FIG. 1 is a first schematic view of the installation of the mechanical connection structure of the exhaust nozzle tail nozzle member of the ceramic matrix composite according to the present invention. Fig. 2 is an enlarged view of a portion a in fig. 1. FIG. 3 is a second schematic view of the installation of the mechanical connection structure of the exhaust nozzle tail nozzle member of the ceramic matrix composite according to the present invention. Fig. 4 is an enlarged view of a portion B in fig. 3. FIG. 5 is a schematic view of the fitting installation of a metal fixture block and a tail spray member installation groove in the ceramic matrix composite exhaust nozzle tail spray member of the present invention.

As shown in fig. 1 to 5, the invention discloses a ceramic matrix composite exhaust nozzle tail nozzle component, which comprises a tail nozzle component main body 10, a plurality of U-shaped metal cutting sleeves 20 and a mounting flange 30. A plurality of mounting grooves 11 distributed along the axial direction are arranged in the front edge area of the mounting end of the tail spray member main body 10, a metal fixture block 12 with a corresponding shape is arranged in each mounting groove 11, and the metal fixture block 12 is in contact fit with the mounting groove 11, so that the mounting groove 11 limits the displacement component of the metal fixture block 12 along the axial forward direction (i.e. the axial forward direction of the engine) through contact constraint. U type metal cutting ferrule 20 inserts the corresponding region of mounting groove 11 for metal fixture block 12 buckle in U type metal cutting ferrule 20 one-to-one, the internal surface of U type metal cutting ferrule 20 realizes the contact fit with metal fixture block 12, with this restriction metal fixture block 12 for the mounting groove 11 displacement component on radial direction. Meanwhile, the mounting flange 30 is connected with the U-shaped metal ferrule 20.

Preferably, the front edge area of the mounting end of the tail spraying member main body 10 is further provided with a plurality of U-shaped metal reinforcing grooves 13, the U-shaped metal reinforcing grooves 13 are respectively and correspondingly arranged between two adjacent mounting grooves 11, and two ends of each U-shaped metal reinforcing groove 13 are in contact fit with U-shaped metal cutting sleeves 20 at the corresponding mounting grooves 11. The U-shaped metal reinforcing groove 13 here may preferably be provided with bosses 131 at both ends thereof, while the U-shaped metal ferrule 20 is provided with grooves 21 at both sides thereof, and through the corresponding contact fit of the bosses 131 and the grooves 21, the circumferential end faces of the bosses 131 and the circumferential end faces of the grooves 21 are left with gaps in the room temperature installation state.

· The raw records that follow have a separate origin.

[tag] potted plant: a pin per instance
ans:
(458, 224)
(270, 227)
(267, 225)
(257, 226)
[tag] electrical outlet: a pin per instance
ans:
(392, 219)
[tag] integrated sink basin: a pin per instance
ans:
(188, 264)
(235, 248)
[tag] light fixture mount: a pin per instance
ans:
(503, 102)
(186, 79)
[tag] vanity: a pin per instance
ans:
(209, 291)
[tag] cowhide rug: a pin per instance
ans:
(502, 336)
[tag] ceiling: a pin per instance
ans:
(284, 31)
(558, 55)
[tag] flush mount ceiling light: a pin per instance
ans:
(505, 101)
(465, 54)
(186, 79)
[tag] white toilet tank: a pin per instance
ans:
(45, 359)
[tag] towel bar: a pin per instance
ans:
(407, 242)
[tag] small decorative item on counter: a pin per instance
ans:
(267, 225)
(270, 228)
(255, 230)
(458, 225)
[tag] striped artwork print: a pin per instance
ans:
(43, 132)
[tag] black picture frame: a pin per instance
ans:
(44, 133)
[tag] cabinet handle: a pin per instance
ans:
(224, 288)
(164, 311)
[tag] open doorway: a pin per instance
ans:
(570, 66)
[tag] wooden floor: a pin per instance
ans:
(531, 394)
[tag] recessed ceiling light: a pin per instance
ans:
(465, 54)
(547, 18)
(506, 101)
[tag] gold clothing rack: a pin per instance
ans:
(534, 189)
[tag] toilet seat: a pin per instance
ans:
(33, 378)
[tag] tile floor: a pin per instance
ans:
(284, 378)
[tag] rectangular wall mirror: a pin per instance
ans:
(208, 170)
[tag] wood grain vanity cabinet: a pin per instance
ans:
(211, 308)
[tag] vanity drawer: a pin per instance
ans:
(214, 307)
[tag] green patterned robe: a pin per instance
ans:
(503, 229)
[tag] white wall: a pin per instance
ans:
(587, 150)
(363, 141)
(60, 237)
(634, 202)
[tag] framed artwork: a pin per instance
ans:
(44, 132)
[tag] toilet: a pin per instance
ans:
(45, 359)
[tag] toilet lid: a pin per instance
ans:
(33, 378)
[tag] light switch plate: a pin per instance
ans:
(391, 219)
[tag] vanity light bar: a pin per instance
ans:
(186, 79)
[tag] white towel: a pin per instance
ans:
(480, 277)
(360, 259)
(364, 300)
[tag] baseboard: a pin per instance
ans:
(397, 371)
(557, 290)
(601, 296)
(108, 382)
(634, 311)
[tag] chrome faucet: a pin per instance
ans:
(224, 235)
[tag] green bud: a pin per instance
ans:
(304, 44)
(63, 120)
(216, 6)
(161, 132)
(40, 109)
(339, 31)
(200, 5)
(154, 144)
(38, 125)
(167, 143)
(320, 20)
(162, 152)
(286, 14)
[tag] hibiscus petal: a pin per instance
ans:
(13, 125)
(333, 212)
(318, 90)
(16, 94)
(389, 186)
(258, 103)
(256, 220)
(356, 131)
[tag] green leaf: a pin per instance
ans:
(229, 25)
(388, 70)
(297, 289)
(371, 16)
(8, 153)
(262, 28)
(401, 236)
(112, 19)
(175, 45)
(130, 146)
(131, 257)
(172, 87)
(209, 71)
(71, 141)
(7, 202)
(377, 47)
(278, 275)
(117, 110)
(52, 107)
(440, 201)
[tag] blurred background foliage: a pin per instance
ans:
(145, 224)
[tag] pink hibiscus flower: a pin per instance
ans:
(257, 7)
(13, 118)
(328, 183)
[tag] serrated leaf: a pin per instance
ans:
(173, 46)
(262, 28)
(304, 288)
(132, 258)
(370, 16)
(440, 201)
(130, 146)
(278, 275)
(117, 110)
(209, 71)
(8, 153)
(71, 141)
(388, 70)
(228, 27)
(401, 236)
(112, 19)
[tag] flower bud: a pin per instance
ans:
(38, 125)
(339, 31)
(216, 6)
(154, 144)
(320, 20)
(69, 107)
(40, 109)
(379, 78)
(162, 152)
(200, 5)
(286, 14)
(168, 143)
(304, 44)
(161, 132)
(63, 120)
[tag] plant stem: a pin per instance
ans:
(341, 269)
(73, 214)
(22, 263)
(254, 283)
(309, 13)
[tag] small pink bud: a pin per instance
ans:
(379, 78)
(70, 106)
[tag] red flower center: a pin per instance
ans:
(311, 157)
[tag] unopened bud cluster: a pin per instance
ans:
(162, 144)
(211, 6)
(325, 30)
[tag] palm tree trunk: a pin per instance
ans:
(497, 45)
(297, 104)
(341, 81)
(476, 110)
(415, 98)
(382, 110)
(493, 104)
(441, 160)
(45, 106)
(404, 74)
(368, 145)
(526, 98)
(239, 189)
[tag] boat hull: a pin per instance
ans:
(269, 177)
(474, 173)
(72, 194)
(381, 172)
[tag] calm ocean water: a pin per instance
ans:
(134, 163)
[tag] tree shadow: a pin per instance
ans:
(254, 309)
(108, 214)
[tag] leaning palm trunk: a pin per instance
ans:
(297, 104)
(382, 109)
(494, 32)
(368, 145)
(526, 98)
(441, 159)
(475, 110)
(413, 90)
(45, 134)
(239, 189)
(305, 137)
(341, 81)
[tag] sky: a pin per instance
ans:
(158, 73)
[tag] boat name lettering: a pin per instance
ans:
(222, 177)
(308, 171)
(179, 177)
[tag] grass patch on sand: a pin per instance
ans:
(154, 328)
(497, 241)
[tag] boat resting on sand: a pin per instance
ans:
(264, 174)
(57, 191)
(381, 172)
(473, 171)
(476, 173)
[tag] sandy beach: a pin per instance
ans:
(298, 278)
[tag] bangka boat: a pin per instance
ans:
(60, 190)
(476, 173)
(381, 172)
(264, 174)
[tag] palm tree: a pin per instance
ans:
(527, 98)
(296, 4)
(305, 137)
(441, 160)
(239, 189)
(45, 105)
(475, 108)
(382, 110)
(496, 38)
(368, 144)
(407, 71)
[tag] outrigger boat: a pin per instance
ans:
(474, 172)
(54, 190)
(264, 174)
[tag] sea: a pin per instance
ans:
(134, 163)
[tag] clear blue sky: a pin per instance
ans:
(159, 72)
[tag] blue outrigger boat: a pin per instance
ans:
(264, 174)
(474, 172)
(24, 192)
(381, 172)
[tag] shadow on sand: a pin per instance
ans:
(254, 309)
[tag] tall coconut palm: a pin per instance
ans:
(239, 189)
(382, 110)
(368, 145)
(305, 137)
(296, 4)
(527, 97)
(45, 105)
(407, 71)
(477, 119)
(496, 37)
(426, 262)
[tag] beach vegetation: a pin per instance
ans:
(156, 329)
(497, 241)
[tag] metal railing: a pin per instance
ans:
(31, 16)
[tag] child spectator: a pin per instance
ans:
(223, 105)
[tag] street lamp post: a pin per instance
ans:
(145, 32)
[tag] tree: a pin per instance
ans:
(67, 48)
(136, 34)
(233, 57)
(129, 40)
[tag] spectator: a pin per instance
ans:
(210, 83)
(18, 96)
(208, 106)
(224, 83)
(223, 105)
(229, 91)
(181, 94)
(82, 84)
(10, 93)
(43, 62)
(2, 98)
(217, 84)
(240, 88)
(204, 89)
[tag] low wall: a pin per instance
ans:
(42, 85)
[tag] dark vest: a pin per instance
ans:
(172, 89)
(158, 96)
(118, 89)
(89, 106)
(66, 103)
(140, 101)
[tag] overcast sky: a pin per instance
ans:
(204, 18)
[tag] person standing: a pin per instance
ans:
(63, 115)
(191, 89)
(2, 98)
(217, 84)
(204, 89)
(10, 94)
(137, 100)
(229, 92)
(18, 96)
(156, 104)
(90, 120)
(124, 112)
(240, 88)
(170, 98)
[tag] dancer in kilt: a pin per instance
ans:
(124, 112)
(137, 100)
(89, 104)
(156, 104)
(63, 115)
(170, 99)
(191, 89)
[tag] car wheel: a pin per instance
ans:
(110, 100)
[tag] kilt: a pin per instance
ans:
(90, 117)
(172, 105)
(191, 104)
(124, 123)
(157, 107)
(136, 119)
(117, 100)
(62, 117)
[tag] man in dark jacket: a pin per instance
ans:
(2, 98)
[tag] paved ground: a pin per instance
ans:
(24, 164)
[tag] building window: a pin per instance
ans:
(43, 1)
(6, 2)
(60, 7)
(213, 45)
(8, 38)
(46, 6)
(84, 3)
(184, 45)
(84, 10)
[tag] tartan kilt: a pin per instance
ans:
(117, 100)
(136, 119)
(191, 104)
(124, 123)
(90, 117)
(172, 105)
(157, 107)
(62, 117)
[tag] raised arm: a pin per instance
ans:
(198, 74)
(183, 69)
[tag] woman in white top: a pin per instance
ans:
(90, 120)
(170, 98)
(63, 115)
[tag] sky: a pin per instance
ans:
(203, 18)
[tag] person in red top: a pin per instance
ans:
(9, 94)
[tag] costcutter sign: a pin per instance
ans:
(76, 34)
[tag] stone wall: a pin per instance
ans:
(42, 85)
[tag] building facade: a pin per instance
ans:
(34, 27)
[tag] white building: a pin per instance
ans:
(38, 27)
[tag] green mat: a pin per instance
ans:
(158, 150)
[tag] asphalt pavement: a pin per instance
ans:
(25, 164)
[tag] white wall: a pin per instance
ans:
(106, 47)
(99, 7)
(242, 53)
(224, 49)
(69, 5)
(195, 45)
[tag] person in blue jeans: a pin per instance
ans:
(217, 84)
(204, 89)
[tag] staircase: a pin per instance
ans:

The purpose of the arrangement is to eliminate the thermal deformation mismatch between the front edge area of the mounting end of the tail spraying component main body and the U-shaped metal clamping sleeve and the U-shaped metal reinforcing groove in the circumferential direction. The U-shaped metal reinforcing grooves 13 can increase the deformation rigidity of the front edge of the opening of the mounting end of the tail spray component main body 10 and fill gaps between adjacent U-shaped metal clamping sleeves 20.

Further, a slot 22 is provided at the lower end of the U-shaped metal ferrule 20, and the metal latch 12 is inserted into the slot 22, and is fitted to the inner surface of the U-shaped metal ferrule 20, and covers the mounting groove 11 and the edge area thereof. Meanwhile, the front end of the metal fixture block 12 passes through the matching through hole on the U-shaped metal clamping sleeve 20 and protrudes, and the metal fixture block 12 is fixed through the fastening part.

Preferably, the front end of the metal fixture block 12 is provided with a threaded post 121, and the fastening member is preferably a tightening nut 40, and the tightening nut 40 is in threaded engagement with the threaded post 121. Thus, the application of installation pretightening force among the metal clamping block 12, the U-shaped metal clamping sleeve 20 and the installation groove 11 and the mechanical connection among the three can be realized by matching and screwing the nut 40.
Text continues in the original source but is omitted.